The circuit judge, being of the opinion that the case was somewhat like the case of Blackmore v. Thompson, 149 Mich. 693 (113 N. W. 307), held that Mr. Lane was mentally competent to execute the papers, saying:

“ Physically Lane was either a little nearer the stupor immediately preceding death than was Dickerson or else was under the influence of an opiate. At that hour Lane was clearly not in mental or physical condition to have planned a full disposition of his property and keep in mind all the necessary legal requirements, nor to have directed the details. But like ■ Dickerson he had considered the disposition of his property for a considerable time before, especially the giving of the farm, finally to his brother George, and had planned and dictated on the 20th and 21st, when he was in the full possession of all *496his mental powers, a full disposition of his property, except in a few matters of minor importance which he had left purposely to the discretion of the justice.
“ Justice Hemingway having correctly carried out the instructions, there was really nothing for Lane to do but sign or have signed for him the papers creating a disposition of the property previously settled.
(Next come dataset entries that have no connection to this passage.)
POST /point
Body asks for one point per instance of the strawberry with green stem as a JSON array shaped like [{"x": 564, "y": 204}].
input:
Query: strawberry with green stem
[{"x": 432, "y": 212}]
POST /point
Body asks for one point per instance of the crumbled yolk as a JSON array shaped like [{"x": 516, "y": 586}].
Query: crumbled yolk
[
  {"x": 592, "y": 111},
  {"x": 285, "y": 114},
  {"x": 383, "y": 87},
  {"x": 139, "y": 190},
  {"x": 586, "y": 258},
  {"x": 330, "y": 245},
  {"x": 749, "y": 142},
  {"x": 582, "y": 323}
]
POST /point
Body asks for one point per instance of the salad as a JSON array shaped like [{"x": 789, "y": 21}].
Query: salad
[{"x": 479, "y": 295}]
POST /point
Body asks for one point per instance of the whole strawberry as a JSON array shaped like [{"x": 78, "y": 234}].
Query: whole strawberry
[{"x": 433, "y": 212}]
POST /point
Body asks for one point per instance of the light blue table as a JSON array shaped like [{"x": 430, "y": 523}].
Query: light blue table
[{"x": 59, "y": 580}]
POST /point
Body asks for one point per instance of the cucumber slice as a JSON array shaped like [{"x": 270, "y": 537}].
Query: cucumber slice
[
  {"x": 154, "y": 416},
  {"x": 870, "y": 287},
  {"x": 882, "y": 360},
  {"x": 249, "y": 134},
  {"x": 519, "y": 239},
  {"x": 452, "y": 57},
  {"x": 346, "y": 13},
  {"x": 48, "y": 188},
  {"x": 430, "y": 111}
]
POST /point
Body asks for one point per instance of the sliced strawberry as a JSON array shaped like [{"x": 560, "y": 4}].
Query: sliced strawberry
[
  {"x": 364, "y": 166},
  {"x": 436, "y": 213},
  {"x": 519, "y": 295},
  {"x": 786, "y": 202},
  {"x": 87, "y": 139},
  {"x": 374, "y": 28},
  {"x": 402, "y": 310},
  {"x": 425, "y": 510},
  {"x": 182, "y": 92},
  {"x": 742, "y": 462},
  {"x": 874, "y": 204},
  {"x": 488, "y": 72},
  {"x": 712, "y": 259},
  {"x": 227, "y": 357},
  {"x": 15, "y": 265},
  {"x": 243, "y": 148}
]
I think he comprehended this was being done for him.”

Being of the opinion, however, that there was not a sufficient delivery of the deeds to transfer the title, a decree was entered for complainant, from which the defendant George Lane has appealed to this court.

Previous decisions are of little assistance in determining the question of mental competency, and each case must be determined upon its own facts. The testimony is in conflict upon this question, and after a careful consideration of the testimony of the opposing witnesses we have come to the conclusion that the evidence against mental competency clearly preponderates over the evidence in its support. We do not think that mental competency is established by proof that a grantor had sufficient intellect left to understand that he was signing certain papers and that previously he had requested the person presenting the papers to prepare papers for him. Undoubtedly, the fact that a grantor or testator has fully considered the disposition he wishes to make of his property when of sound mind and has settled upon the disposition which he will make is to be considered in determining his competency to execute the necessary papers to carry such disposition into effect. It would require less strength of mind to take up and consider a previously settled plan than to take up the .subject de novo. But the mind must still possess sufficient judgment and active memory to recognize that the papers presented are in pursuance of his previous determination and actually embody the disposition of his property which it was then his intention they should. In the case of Blackmore v. Thompson, supra, we were of the opinion that the testimony which we credited showed that *497Mr. Dickerson had a sufficiently active mind and memory to support his execution of a single deed of his property. In this case we are of the opinion that the .testimony to which we give credit demonstrates that Mr. Lane did not possess a sufficiently active mind and memory to validate the deed made in connection with other deeds and a will involving some complications.

The decree is affirmed, with costs to complainant.

Montgomery, C. J., and Ostrander, Hooker, and Stone, JJ., concurred.